Devan Klassen (2001) filled in similarly as Prokop did last year on the back end, but in a lot shorter stint. He will start the season with the Hitmen.
Bryce Bader (2001) was one of the last reassignments last year, but made the Hitmen this year despite suffering a high ankle sprain during the pre-season. He will remain with the club while he comes back from his six-to-eight week injury.
“We were specifically looking for talent in that 2001 age group that would be the best fit for our team and guys that can slide up and down the roster. They do subtle things on the ice that as a coach you appreciate and their teammates appreciate too, but it might go without all the fan fare compared to other guys,” said Hamilton.
The rest of the Hitmen roster is chalked full of players that have received plenty of fan fare over the years.
With Zamula back in the fold, the Hitmen will open the season with all four players back from NHL training camps.
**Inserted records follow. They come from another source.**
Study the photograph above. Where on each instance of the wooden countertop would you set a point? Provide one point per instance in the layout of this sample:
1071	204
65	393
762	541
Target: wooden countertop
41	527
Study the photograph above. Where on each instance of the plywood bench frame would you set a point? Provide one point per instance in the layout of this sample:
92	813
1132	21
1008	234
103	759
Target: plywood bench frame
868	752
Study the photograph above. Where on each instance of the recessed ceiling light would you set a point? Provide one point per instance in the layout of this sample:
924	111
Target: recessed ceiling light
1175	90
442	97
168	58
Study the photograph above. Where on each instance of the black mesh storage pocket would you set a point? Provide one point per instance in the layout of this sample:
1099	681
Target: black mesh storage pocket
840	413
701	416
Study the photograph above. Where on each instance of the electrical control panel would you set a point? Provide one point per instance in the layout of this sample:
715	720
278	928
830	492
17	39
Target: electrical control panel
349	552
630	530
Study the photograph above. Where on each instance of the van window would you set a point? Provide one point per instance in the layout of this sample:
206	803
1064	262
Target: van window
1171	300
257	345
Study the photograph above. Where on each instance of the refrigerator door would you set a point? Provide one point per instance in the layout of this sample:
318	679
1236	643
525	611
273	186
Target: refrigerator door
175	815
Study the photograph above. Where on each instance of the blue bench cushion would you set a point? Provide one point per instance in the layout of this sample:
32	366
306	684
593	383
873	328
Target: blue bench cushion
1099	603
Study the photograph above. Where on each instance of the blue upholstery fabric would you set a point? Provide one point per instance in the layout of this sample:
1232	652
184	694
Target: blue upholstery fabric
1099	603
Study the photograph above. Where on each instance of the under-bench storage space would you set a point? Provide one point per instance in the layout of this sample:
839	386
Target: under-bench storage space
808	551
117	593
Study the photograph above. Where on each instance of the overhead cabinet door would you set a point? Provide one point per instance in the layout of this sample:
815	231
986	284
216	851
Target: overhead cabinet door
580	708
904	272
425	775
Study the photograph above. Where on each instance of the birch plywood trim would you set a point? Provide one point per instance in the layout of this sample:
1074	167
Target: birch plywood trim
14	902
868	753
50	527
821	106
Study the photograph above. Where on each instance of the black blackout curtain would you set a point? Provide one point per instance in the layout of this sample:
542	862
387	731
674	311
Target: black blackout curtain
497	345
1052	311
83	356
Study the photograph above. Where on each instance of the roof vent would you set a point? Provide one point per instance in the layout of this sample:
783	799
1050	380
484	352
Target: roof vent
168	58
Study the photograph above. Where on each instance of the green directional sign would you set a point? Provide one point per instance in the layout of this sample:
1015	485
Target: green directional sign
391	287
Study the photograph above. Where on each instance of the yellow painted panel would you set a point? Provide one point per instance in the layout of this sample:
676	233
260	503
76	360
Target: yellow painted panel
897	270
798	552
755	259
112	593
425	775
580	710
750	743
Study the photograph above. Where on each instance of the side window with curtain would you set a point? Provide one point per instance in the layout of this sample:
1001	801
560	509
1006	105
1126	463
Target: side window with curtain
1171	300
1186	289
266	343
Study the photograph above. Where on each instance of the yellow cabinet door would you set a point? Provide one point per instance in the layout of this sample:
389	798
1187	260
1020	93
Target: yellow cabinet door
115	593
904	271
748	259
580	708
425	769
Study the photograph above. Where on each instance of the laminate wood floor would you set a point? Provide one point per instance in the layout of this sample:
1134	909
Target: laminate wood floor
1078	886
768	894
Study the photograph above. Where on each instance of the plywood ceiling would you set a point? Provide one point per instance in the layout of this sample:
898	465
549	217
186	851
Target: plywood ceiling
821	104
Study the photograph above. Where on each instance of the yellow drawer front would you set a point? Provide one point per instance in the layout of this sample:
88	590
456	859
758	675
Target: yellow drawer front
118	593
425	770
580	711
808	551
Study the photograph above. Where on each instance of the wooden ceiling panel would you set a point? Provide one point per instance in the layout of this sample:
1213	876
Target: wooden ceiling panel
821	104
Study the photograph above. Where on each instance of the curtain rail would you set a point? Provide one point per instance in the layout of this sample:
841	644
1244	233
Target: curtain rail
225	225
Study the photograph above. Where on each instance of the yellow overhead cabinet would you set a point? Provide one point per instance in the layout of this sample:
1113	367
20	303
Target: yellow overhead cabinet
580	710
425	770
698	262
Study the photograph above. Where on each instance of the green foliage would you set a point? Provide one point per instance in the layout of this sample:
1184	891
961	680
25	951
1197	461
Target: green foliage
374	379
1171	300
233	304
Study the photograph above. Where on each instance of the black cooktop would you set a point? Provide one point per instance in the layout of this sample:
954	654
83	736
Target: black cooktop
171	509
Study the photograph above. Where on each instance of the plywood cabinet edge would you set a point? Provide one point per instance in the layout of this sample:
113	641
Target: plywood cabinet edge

Vladislav Yeryomenko (2001), Riley Stotts (2000) and Carson Focht (2000) were all away at separate camps.
The Dallas Stars drafted Yeryomenko, while Stotts was taken by the Toronto Maple Leafs this past June. Both returned to the Hitmen earlier in the week.
“Camp was great, I learned lots as a player and soaked it all in. I was surrounded by people with great knowledge,” said Stotts, who didn’t suit up in a game with the Maple Leafs. “Skating on the same line with guys like Patrick Marleau and Auston Matthews is a pretty eye-opening experience. You got to see their habits and learn from them. It was a pretty fun experience.”
Other players that could hear their named called this year in their first season of draft eligible play could by 6-foot-6 defensive defenceman Jackson van de Leest (2001) and Cael Zimmerman (2001), who surged late last season after centering a line with Tristen Nielsen (2000) and Focht.
Nielsen saw his name on draft boards last season, but fell through the cracks of the draft and didn’t even receive an invite to camp.
Despite seeing his season shrunk by injuries last year, the former Hitmen first rounder obliterated his career high in goals with 19 in 49 games.
Now motivated to prove himself for NHL scouts, Nielsen has the talent to pop in 30-plus goals — if he stays healthy.
Kastelic (1999) was just named the Hitmen’s 26thcaptain in franchise history and has all the qualities of a hard worker that leads by example, and could be the right man to bring this team back to the post season.
Now, all they need to do is drop the puck and see how all these pieces fit together.